La viralité ressemble souvent à une énigme impossible à résoudre. Comment expliquer qu’un message se diffuse plus ou moins efficacement sur la toile ? Comment expliquer que des relais s’activent pour le propager plus loin qu’il n’était prévu au départ ? Comment expliquer que face à cet aléatoire certains arrivent plus facilement à faire en sorte que la bouteille à la mer qu’ils jettent parviennent inexorablement à se démultiplier pour atteindre le bon port ?

Alfred de Vigny disait :

« Un livre est une bouteille jetée en pleine mer sur laquelle il faut coller cette étiquette : attrape qui peut ».

Utiliser l’art du titre

La presse a montré l’exemple depuis longtemps, l’édition a cultivé cet art, les réseaux sociaux en ont accentué l’importance. Le titre « parfait » est devenu l’objet de tous les désirs et fantasmes. Une proverbe gitan dit que « Ce n’est pas la destination mais la route qui compte ». En maitrisant l’art de la concision, un internaute augmente très sensiblement la visibilité de ses écrits ou de ses partages. Parfois, certains surfent sur des mots clés à la mode pour profiter d’un flux quasiment naturel et l’utilisation de hashtag a fondamentalement changé la donne.

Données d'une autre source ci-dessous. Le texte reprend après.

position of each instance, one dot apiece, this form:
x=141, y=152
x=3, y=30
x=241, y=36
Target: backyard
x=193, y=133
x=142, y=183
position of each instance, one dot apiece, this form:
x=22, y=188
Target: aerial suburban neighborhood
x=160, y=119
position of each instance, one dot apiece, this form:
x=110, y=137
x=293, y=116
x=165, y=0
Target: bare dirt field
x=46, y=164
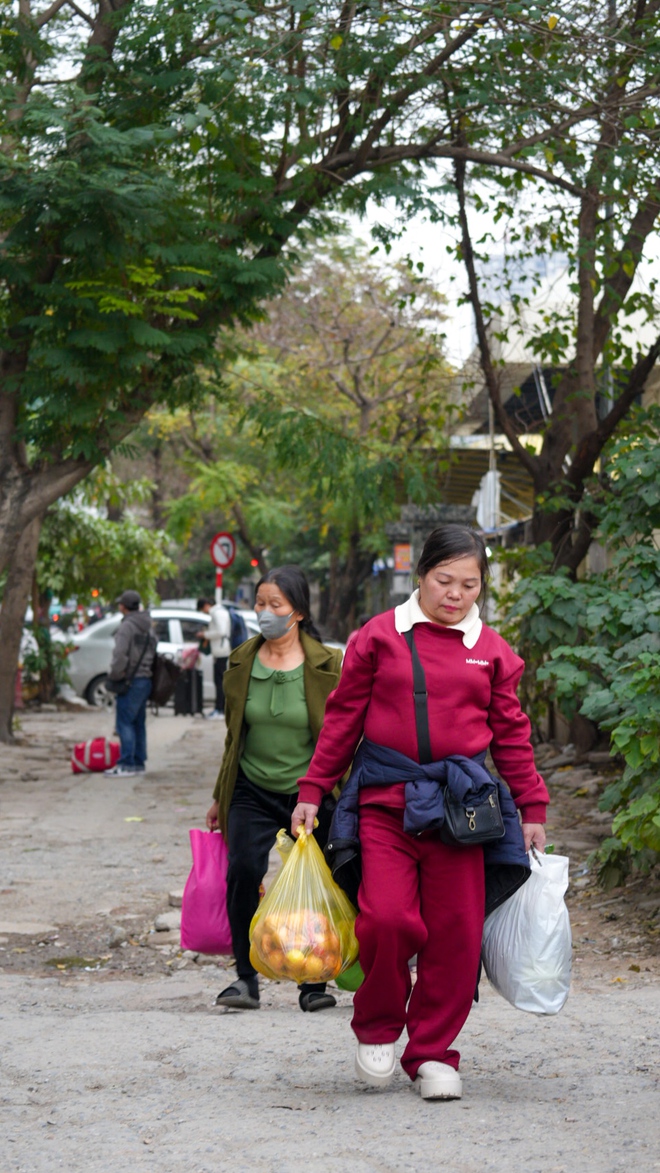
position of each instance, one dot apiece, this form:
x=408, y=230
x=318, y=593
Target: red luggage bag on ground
x=94, y=757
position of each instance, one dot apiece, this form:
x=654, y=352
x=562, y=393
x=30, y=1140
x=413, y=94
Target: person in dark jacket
x=417, y=894
x=276, y=690
x=133, y=664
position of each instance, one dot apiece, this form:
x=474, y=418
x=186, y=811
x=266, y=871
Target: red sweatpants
x=417, y=896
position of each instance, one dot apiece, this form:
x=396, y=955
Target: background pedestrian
x=276, y=687
x=130, y=670
x=218, y=634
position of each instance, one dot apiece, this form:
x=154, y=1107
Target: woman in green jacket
x=276, y=690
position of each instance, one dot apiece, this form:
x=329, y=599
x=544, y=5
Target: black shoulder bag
x=464, y=824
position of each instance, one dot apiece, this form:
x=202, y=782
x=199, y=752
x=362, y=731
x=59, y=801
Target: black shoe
x=315, y=999
x=237, y=996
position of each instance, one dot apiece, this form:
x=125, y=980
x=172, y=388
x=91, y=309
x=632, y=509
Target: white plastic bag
x=526, y=942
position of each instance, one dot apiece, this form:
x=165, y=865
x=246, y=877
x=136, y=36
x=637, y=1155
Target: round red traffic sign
x=223, y=550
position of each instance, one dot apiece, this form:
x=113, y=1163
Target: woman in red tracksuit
x=420, y=895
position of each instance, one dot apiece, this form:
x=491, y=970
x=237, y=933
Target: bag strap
x=420, y=697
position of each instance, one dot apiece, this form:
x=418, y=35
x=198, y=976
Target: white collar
x=409, y=612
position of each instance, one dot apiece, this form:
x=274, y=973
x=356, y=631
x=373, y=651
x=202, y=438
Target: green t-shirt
x=278, y=744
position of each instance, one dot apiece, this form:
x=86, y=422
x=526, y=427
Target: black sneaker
x=237, y=996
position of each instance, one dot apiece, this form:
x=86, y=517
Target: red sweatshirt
x=473, y=706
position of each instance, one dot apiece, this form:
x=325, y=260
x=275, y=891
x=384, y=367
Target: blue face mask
x=273, y=626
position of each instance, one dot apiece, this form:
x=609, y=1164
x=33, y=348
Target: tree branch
x=485, y=359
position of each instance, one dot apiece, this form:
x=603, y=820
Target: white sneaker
x=374, y=1063
x=439, y=1080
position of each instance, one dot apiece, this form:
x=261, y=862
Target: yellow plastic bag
x=304, y=929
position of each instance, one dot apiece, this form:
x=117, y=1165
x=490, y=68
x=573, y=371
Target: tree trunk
x=12, y=615
x=346, y=588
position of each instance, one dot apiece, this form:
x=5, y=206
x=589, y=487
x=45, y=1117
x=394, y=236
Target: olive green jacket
x=321, y=672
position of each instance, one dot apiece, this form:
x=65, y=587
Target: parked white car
x=89, y=659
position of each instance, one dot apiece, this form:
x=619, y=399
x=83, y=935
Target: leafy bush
x=593, y=645
x=46, y=660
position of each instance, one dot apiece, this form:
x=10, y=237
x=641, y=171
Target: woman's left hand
x=535, y=835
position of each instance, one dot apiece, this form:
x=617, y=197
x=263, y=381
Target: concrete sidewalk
x=114, y=1058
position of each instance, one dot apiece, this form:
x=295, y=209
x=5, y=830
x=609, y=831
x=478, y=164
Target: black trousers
x=219, y=669
x=254, y=818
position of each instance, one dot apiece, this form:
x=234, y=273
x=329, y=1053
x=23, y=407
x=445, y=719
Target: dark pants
x=131, y=721
x=254, y=818
x=219, y=669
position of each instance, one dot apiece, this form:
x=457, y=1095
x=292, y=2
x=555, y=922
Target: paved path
x=128, y=1065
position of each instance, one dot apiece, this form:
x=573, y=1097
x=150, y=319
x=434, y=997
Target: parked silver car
x=89, y=659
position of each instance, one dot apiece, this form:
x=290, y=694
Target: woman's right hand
x=212, y=814
x=304, y=815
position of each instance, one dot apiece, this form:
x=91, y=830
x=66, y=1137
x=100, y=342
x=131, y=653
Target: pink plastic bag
x=204, y=922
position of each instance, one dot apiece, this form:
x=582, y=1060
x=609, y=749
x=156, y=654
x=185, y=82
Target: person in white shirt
x=217, y=634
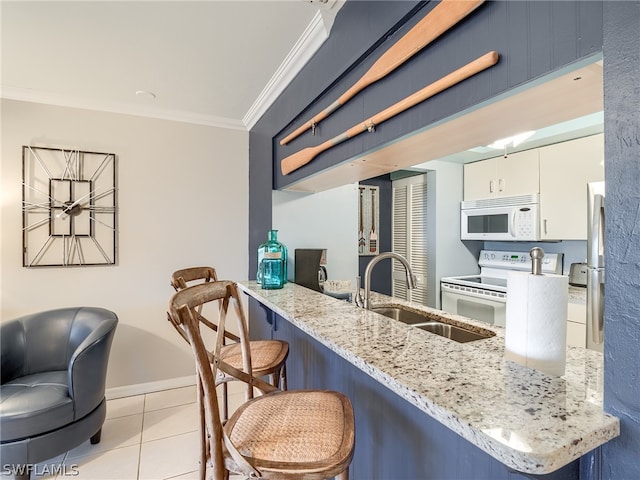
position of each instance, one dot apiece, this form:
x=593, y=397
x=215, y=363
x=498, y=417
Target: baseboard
x=150, y=387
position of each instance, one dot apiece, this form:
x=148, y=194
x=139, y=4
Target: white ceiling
x=210, y=62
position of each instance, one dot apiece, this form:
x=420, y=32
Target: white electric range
x=484, y=296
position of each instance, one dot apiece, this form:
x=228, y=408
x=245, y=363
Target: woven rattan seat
x=304, y=434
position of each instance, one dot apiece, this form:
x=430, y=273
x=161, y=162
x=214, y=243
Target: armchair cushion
x=35, y=404
x=54, y=366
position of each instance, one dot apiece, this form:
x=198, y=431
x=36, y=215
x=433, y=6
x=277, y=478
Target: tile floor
x=146, y=437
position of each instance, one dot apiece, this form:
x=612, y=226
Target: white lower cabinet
x=576, y=324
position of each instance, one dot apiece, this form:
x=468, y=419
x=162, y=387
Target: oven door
x=477, y=303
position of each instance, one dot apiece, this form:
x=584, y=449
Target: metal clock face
x=68, y=207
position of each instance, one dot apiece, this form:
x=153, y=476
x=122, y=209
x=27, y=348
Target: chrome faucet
x=366, y=302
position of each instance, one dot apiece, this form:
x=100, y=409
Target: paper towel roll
x=536, y=321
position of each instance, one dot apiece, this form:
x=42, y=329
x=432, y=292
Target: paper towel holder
x=537, y=254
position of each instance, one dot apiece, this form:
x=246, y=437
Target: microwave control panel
x=551, y=262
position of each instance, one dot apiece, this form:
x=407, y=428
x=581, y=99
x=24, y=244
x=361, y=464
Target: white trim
x=150, y=387
x=309, y=42
x=28, y=95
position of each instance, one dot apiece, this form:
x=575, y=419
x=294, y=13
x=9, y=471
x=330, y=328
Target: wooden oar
x=444, y=16
x=304, y=156
x=373, y=237
x=361, y=241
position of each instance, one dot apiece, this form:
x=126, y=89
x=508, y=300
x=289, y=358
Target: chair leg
x=283, y=380
x=225, y=403
x=203, y=436
x=344, y=475
x=96, y=437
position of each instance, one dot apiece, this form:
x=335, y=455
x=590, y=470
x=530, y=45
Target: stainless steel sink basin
x=430, y=323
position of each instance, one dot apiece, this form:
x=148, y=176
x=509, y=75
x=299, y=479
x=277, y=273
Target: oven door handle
x=474, y=292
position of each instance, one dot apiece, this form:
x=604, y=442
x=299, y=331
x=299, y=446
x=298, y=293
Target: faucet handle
x=358, y=296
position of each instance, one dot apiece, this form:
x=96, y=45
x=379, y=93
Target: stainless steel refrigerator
x=595, y=265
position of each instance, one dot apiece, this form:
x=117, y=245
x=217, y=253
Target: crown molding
x=28, y=95
x=309, y=42
x=311, y=39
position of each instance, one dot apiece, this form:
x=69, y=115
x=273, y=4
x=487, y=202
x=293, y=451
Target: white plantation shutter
x=409, y=224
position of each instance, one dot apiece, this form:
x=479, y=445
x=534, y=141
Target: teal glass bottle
x=272, y=263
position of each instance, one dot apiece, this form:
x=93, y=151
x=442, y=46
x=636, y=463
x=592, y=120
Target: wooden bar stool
x=305, y=434
x=268, y=356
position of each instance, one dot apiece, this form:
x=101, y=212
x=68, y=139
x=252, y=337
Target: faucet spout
x=411, y=279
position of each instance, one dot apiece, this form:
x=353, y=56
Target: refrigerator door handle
x=595, y=303
x=595, y=253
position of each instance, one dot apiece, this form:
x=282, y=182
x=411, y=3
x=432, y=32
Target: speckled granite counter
x=531, y=422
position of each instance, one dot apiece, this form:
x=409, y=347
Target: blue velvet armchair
x=52, y=391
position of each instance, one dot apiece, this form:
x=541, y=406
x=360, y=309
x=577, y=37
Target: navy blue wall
x=533, y=38
x=621, y=457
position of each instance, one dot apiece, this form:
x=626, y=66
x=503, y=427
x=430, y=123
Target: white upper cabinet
x=513, y=175
x=565, y=170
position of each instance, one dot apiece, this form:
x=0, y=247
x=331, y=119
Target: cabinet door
x=518, y=174
x=565, y=170
x=576, y=324
x=480, y=179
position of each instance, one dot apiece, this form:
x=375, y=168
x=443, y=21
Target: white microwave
x=515, y=219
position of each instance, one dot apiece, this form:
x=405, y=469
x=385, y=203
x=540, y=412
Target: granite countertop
x=531, y=422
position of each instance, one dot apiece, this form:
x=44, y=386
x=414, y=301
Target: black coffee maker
x=310, y=270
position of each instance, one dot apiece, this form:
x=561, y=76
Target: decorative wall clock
x=69, y=207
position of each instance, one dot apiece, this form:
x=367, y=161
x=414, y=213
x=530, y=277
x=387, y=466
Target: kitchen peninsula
x=429, y=407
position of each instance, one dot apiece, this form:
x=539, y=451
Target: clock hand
x=70, y=207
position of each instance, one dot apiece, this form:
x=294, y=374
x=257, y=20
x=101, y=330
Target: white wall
x=320, y=220
x=183, y=201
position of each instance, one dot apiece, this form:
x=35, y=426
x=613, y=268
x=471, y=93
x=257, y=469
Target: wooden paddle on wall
x=304, y=156
x=444, y=16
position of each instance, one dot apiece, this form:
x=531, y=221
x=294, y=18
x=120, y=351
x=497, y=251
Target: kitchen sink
x=425, y=321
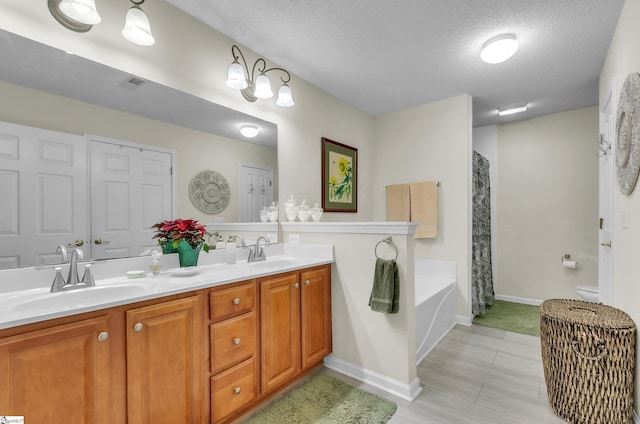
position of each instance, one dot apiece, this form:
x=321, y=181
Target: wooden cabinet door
x=164, y=362
x=315, y=315
x=58, y=374
x=280, y=329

Pourtant, pour faire passer des idées, pour innover, pour apporter une petite pierre à l’édifice, il ne faut pas hésiter à sortir des sentiers battus, à trouver une nouvelle utilisation pour un mot qui était tombé dans les oubliettes ou peu utilisé. L’art du titre s’apprend par l’expérience, il s’enrichit en permanence. Son imprévisibilité provoque aussi sa magie car quand un titre improbable provoque la curiosité du lecteur alors l’objectif est atteint.

Une image parlante pour illustrer

Avec le développement des multiples supports d’accompagnement d’un message, l’image est devenue une pièce centrale de l’échiquier. Une stratégie de communication s’embellie et comme une fleur doit présenter ses plus beaux atouts. Confucius pensait qu’«une image vaut mille mots». Il nous guidait dans ce nouveau monde. La viralité est aussi générée par la visibilité. Il est étonnant de constater les différentes forces de diffusion en fonction de ce fidèle compagnon du message.

Pour vérifier l’impact, il ne faut pas hésiter à la changer entre deux envois. Les clés du mystère sont parfois difficiles à décrypter et d’autres internautes auront de bien meilleures idées. Il faut laisser voguer, dans différentes mers, le message car les routes sont tellement nombreuses qu’il serait dommage qu’il ne puisse vivre sa propre vie et s’auto-illustrer.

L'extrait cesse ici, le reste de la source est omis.